I read Al Stevens's column (DDJ, March 2001) and saw that he has started dabbling in KDE. Excellent! I'm glad to hear that he thinks KDE is a very professional toolkit as that is one of our design goals. Many thanks for Al's comments.

I have spent more time looking at the KDE development stuff. I am disappointed that the class library does not use new-style casts, namespaces, STL, and so on. If there were good reasons for that decision earlier (absence of compliant compilers) those deficiencies should be removed by now.

Yes, this comes up every now and then. But given our goals, this is very difficult to achieve.
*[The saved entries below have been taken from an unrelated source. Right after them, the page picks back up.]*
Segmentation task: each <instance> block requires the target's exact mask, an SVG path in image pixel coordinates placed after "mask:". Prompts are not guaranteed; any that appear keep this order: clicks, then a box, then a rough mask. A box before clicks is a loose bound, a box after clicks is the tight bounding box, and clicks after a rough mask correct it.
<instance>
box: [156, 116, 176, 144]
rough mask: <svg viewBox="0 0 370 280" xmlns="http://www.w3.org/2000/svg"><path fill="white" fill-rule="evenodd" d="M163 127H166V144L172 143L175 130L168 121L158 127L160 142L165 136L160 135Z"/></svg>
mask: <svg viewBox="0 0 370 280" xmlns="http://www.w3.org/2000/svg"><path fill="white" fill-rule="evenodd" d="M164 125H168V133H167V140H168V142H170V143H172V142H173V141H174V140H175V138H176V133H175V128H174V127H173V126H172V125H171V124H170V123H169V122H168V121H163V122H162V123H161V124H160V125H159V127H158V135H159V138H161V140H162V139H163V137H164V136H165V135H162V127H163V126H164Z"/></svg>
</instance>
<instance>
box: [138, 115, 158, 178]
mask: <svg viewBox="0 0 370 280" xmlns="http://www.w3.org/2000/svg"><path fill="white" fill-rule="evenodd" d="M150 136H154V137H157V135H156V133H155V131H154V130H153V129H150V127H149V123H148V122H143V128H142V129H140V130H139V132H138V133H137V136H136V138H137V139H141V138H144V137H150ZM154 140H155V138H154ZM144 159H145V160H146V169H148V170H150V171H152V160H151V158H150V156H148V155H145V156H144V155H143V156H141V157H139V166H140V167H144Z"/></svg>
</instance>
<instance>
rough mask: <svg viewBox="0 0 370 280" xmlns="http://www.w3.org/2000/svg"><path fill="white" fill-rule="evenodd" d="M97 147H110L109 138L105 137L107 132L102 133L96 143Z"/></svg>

The single biggest problem is that KDE is not just for Linux. KDE also is available for Solaris, HP-UX, AIX, all the BSDs, True64, and pretty much every other UNIX variant. As a result, we need to have a feature set that works on all of the various compilers. Unfortunately, while gcc 2.95.x works reasonably well, there are still a number of compilers (Solaris CC and HP-UX in particular) [that] have given us problems.

It may well be that by the time we release KDE 3.0, we will be able to drop the underperforming compilers.

One final note: We don't use the STL for performance reasons. The STL is a great idea and I'm sure there must be decent implementations of it somewhere, but the version in gcc (the de facto standard for most of our platforms) is horrible! Every time we used STL, performance dropped to a crawl. As a result, we use Qt's template classes (nicknamed the "QTL") in many cases and "hand-grown" code in others.

We have nothing against the STL, though. When the critical mass of compilers have a decent implementation, you'll start seeing it used more and more.